At this point I could have justified the value of the fine to share a lost, precious moment with my grandfather, but then it got better. Jerome Klapka Jerome flashed into my mind. This guy wrote with such modern wit and presence that it is hard to believe he penned his works more than 100 years ago. Jerome is most known for Three Men in a Boat but I liked better Three Men on the Bummel. A bummel is a journey with no specific destination, length or ending. He goes on a bummel by bicycle with two mates from England through the Black Forest in Germany. It is the 1900 equivalent of British guys who fly over on a few pounds to Prague for a weekend stag party, wearing only their underwear.

Jerome approaches unlawful conduct as a matter of recreation within a desired budget:

Now, in Germany, on the other hand, trouble is to be had for the asking. There are many things in Germany that you must not do that are quite easy to do. To any young Englishman yearning to get himself into a scrape, and finding himself hampered in his own country, I would advise a single ticket to Germany; a return, lasting as it does a month, might prove a waste...

In the Police Guide of the Fatherland he will find set forth a list of things the doing of which will bring to him interest and excitement. In Germany you must not hang your bed out of your window. He might begin with that. By waving his bed out of the window he could get into trouble before he had his breakfast. At home he might hang himself out a window, and nobody would mind much, provided he did not obstruct anybody's ancient lights or break away and injure any passer underneath....

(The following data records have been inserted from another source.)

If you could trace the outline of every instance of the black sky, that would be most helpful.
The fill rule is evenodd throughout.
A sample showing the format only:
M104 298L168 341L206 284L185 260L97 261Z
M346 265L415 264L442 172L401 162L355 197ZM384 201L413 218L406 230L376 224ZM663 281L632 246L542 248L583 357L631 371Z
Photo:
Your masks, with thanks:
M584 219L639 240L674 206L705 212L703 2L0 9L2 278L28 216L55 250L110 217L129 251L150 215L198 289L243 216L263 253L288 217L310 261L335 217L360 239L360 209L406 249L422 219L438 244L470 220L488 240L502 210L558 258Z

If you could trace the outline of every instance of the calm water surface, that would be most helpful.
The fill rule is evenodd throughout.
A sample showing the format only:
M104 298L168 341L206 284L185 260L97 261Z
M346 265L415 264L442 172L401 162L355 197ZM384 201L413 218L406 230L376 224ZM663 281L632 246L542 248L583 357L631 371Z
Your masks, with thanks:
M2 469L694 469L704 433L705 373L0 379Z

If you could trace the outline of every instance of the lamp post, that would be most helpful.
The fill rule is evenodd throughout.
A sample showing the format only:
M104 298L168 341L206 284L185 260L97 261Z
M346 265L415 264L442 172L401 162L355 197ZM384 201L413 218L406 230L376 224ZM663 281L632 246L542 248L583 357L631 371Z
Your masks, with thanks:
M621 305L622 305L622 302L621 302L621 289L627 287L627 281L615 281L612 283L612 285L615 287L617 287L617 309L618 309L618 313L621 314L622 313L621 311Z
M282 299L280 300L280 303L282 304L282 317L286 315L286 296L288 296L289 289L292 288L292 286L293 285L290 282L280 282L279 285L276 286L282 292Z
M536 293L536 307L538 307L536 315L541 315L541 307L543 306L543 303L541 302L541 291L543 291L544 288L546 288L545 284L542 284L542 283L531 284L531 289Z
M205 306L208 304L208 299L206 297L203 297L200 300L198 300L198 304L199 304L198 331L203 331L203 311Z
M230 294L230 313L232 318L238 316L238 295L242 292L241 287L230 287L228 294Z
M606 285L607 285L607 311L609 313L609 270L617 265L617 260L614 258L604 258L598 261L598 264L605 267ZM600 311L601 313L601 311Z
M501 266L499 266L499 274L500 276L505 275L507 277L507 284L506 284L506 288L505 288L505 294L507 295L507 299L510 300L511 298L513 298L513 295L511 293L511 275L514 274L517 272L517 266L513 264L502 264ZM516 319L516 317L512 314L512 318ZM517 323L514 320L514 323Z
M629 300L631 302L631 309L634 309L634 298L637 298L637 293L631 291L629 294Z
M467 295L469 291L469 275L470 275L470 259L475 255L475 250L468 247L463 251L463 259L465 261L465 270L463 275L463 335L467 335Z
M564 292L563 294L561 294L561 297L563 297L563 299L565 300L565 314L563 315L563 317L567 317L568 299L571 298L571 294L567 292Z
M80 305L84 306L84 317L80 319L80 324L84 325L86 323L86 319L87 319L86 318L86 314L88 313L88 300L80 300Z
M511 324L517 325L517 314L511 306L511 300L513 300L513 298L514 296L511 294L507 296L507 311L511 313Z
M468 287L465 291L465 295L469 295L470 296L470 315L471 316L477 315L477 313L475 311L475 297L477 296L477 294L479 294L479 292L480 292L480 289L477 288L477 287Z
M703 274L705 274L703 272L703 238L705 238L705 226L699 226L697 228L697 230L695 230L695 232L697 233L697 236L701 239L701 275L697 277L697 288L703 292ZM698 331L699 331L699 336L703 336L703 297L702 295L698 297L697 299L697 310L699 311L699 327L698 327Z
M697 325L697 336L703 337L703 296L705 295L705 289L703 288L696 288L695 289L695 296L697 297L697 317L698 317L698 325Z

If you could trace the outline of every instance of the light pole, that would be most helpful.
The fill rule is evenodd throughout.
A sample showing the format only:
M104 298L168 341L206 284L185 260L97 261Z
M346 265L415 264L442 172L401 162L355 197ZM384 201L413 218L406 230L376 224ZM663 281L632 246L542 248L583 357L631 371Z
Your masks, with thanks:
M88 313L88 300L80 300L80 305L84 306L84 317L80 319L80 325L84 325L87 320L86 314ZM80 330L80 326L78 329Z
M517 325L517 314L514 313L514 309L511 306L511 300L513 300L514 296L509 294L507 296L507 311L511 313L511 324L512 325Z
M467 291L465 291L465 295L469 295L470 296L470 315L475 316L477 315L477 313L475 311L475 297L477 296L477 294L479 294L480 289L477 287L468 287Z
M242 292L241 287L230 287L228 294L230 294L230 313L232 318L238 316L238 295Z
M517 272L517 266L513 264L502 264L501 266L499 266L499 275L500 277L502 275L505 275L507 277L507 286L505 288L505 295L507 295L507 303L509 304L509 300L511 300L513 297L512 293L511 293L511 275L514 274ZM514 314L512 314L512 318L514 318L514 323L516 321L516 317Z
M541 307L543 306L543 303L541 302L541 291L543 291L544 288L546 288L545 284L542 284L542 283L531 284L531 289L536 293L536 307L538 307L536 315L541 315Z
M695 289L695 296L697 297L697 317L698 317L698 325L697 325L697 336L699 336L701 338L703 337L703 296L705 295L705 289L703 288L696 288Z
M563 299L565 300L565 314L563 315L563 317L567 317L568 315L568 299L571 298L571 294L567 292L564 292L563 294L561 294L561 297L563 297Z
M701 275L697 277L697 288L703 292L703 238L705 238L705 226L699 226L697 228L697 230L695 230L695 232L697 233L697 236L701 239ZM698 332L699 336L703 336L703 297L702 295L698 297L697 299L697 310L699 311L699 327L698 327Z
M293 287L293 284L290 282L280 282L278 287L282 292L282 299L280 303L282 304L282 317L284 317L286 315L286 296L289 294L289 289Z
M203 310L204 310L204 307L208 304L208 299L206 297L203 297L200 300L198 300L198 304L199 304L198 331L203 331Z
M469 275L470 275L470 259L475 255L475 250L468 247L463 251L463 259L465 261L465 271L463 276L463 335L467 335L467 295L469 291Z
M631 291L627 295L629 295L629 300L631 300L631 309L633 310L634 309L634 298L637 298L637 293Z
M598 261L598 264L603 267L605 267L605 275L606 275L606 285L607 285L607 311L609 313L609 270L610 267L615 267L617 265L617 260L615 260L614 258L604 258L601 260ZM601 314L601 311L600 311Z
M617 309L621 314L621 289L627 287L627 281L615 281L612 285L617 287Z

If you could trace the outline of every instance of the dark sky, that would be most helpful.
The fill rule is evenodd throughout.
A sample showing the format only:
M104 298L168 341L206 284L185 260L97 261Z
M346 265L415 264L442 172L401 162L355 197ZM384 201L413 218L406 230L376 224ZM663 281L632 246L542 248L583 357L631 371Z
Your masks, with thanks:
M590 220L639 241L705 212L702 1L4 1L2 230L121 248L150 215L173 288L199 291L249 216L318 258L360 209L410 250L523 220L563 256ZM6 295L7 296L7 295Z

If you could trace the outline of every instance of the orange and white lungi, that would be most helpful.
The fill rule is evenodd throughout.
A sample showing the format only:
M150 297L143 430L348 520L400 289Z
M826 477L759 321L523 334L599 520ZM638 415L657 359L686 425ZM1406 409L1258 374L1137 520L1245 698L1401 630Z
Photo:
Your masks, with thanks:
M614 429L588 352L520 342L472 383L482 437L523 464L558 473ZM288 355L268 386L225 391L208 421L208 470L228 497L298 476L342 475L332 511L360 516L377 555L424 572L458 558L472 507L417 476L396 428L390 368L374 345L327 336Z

This is the charm of the German law: misdemeanour in Germany has its fixed price. You are not kept awake all night, as in England, wondering whether you will get off with caution, be fined forty shillings, or, catching the magistrate in an unhappy moment for yourself, get seven days. You know exactly what your fun is going to cost you. You can spread out your money on the table, open your Police Guide, and plan out your holiday to a fifty pfennig piece. For a really cheap evening, I would recommend walking on the wrong side of the pavement after being cautioned not to do so. I calculate that by choosing your district and keeping to quiet side-streets you could walk for a whole evening on the wrong side of the pavement at a cost of little over three marks.


So if, for example, you piss on the street in New York, the cop whose attention you rouse is supposed to give you a summons with a hundred dollar fine. That's a really expensive nature break and you will probably be distraught if you get it unintentionally. On the other hand, if you want to make a film about urinating in public, you can get some cameras rolling, pee anywhere you like and soon enough one or two men will show up in police uniforms (maybe even on a Segway), accost you, give you a summons and then let you go. That's it. The acting and script is provided for you by the police. If you pay the fine by the court date, which will be a month away from your stunt, it does not appear on your record. You do not even need to appear in court if you pay by mail within 15 days.